Created a function `stats_top_stem_ngrams` to identify and report the top N most frequent n-grams of word stems for medical questions and answers, focusing on their normalized frequency using NLTK's tools.
- Implemented unique data handling strategies by concatenating distinct questions and answers for comprehensive n-gram analysis.
- Utilized NLTK's tokenization and Porter Stemmer for accurate stem extraction, ensuring n-grams were correctly identified within the boundaries of individual sentences.
- Analyzed and compared linguistic patterns between questions and answers, enhancing understanding of commonalities in medical query language.

-  Shared Bigrams: Both questions and answers use bigrams ('of', 'the') and ('in', 'the') I think both questions and answers deal with descriptions or specifications involving locations or possessions

- Question-Specific Bigrams: bigrams ('what', 'is') and ('are', 'the'), coming up mostly in questions. Makes sense, as questions "What is this?" or "Are these the facts?" are common."

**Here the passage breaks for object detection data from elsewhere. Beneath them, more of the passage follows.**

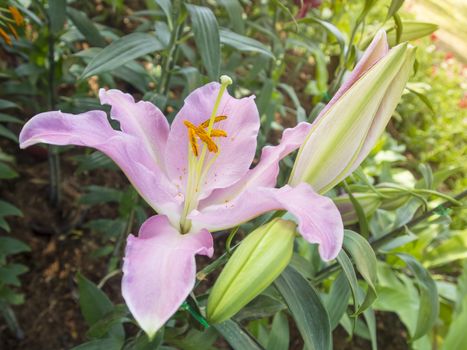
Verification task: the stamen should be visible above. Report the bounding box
[200,115,227,128]
[188,128,199,157]
[0,28,12,46]
[183,120,219,156]
[8,6,24,26]
[7,23,19,40]
[195,128,219,153]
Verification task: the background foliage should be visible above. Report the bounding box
[0,0,467,350]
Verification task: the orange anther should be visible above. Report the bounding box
[0,28,12,46]
[8,6,24,26]
[211,129,227,137]
[199,115,227,128]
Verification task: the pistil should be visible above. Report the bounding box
[180,75,232,233]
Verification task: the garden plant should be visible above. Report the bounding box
[0,0,467,350]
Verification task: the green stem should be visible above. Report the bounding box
[48,26,61,207]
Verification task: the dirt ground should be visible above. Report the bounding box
[0,145,408,350]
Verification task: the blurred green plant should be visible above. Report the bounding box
[0,0,467,350]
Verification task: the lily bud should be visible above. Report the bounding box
[207,219,295,323]
[387,21,438,46]
[289,31,415,193]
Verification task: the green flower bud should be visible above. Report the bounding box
[207,219,295,323]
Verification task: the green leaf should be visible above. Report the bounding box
[67,7,107,47]
[363,308,378,350]
[76,273,125,340]
[442,295,467,350]
[81,33,164,79]
[0,162,18,179]
[344,230,377,313]
[219,28,275,58]
[75,151,115,174]
[298,14,345,53]
[325,272,356,330]
[396,253,439,341]
[155,0,173,30]
[0,237,31,257]
[387,21,438,46]
[0,264,28,287]
[219,0,245,34]
[386,0,404,20]
[422,230,467,267]
[86,305,131,338]
[274,267,332,350]
[235,294,286,321]
[0,199,23,217]
[266,312,289,350]
[278,83,306,123]
[48,0,66,33]
[212,320,261,350]
[186,5,221,80]
[337,250,362,315]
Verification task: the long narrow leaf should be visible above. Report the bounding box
[81,33,164,79]
[186,5,221,80]
[274,267,332,350]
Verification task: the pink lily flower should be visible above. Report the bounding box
[19,77,343,337]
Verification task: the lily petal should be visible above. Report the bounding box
[165,83,260,199]
[199,122,311,208]
[19,111,181,213]
[99,89,169,169]
[122,215,213,338]
[189,183,344,260]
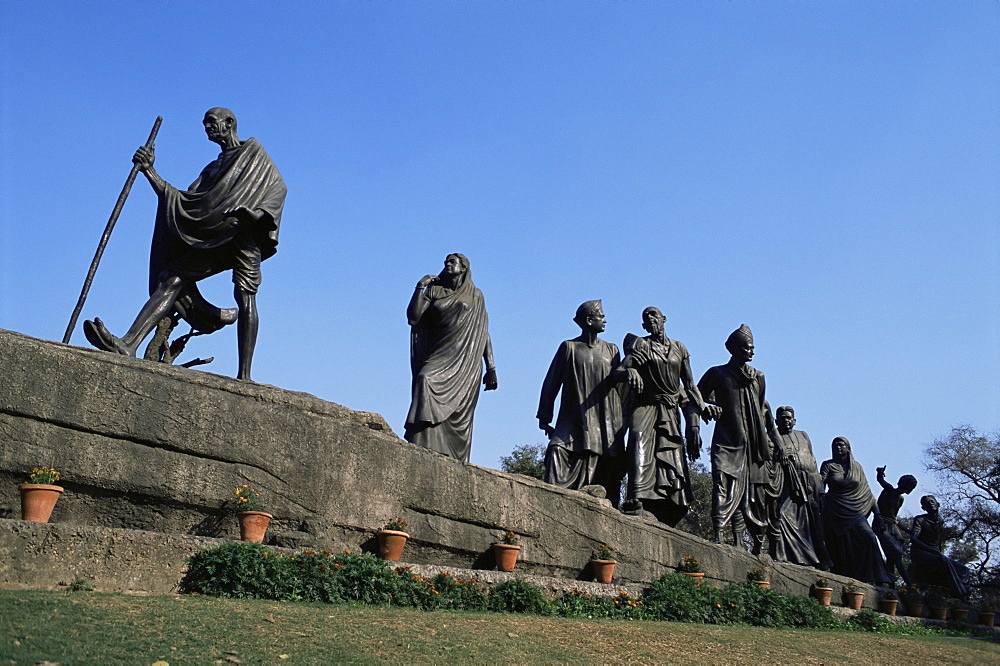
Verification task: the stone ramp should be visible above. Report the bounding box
[0,330,875,604]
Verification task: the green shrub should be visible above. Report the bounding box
[181,541,295,599]
[552,590,599,617]
[182,541,976,636]
[846,608,895,634]
[488,578,551,615]
[642,573,715,622]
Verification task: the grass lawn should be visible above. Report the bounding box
[0,590,1000,666]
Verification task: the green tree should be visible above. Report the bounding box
[500,444,545,480]
[924,425,1000,587]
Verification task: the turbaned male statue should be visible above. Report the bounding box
[83,107,286,380]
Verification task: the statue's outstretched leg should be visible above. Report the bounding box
[83,275,184,358]
[233,287,260,381]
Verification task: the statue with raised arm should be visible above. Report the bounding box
[537,301,625,500]
[872,465,917,585]
[819,437,892,584]
[774,406,830,569]
[622,307,704,527]
[405,254,497,462]
[83,107,286,380]
[909,495,969,599]
[698,324,781,550]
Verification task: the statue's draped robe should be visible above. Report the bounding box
[149,138,287,331]
[820,454,892,583]
[625,336,701,526]
[909,513,969,599]
[698,363,773,529]
[872,486,910,583]
[537,336,624,490]
[775,430,827,566]
[405,271,490,462]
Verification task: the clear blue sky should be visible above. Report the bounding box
[0,0,1000,511]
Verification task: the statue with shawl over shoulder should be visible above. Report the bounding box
[83,107,287,380]
[404,253,497,463]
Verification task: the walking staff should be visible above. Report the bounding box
[63,116,163,344]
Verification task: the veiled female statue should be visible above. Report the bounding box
[819,437,892,583]
[909,495,969,599]
[405,254,497,462]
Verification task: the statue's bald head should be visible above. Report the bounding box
[202,106,240,148]
[205,106,236,126]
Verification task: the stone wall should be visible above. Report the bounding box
[0,330,874,601]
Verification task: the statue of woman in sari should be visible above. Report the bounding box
[819,437,892,583]
[909,495,969,599]
[405,254,497,462]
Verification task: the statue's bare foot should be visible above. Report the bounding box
[83,317,135,358]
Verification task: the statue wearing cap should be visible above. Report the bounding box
[698,324,783,549]
[537,301,624,500]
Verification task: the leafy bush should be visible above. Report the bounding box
[181,541,294,599]
[66,576,94,592]
[643,573,715,622]
[847,608,896,634]
[488,578,551,615]
[182,541,991,635]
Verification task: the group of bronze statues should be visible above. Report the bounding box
[84,108,968,596]
[406,272,968,596]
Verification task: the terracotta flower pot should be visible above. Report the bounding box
[844,592,865,610]
[375,530,410,562]
[812,587,833,606]
[493,543,521,571]
[590,560,618,585]
[236,511,274,543]
[18,483,63,523]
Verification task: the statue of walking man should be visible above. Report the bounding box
[538,301,625,500]
[698,324,784,549]
[83,107,286,380]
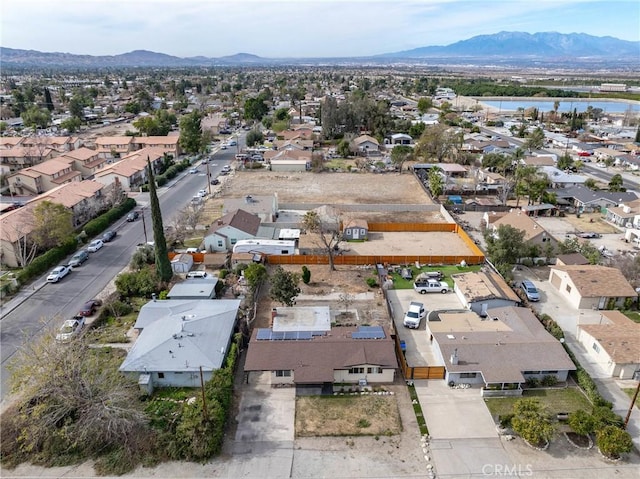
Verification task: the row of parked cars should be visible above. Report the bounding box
[47,230,118,283]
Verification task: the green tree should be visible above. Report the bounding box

- Answer-Specific Bigrams: Answers use (',', 'and') and (')', ','), which points to them often isting stuff or explaining details.


### 3. Named Entity Recognition Analysis
Developed the function `stats_ne` to compute and report the normalized frequency of named entity types in medical questions and answers using spaCy's en_core_web_sm model.
- Ensured consistent analysis across different datasets by adhering strictly to spaCy's default entity types.
- Provided insights into the distribution of named entities, aiding in the understanding of key information components in medical text queries and responses.
ol. 

### 4. TF-IDF Similarity Analysis Project

Implemented the `stats_tfidf` function to determine the ratio of questions whose most similar sentence, based on tf-idf cosine similarity, is actually part of the answer set.
- Configured and utilized Scikit-learn's TfidfVectorizer with English stop words removal to analyze text data, optimizing the identification of relevant text features.
- Analyzed and refined models by fitting the vectorizer on unique datasets comprising both questions and their respective answers, enhancing accuracy in similarity assessments.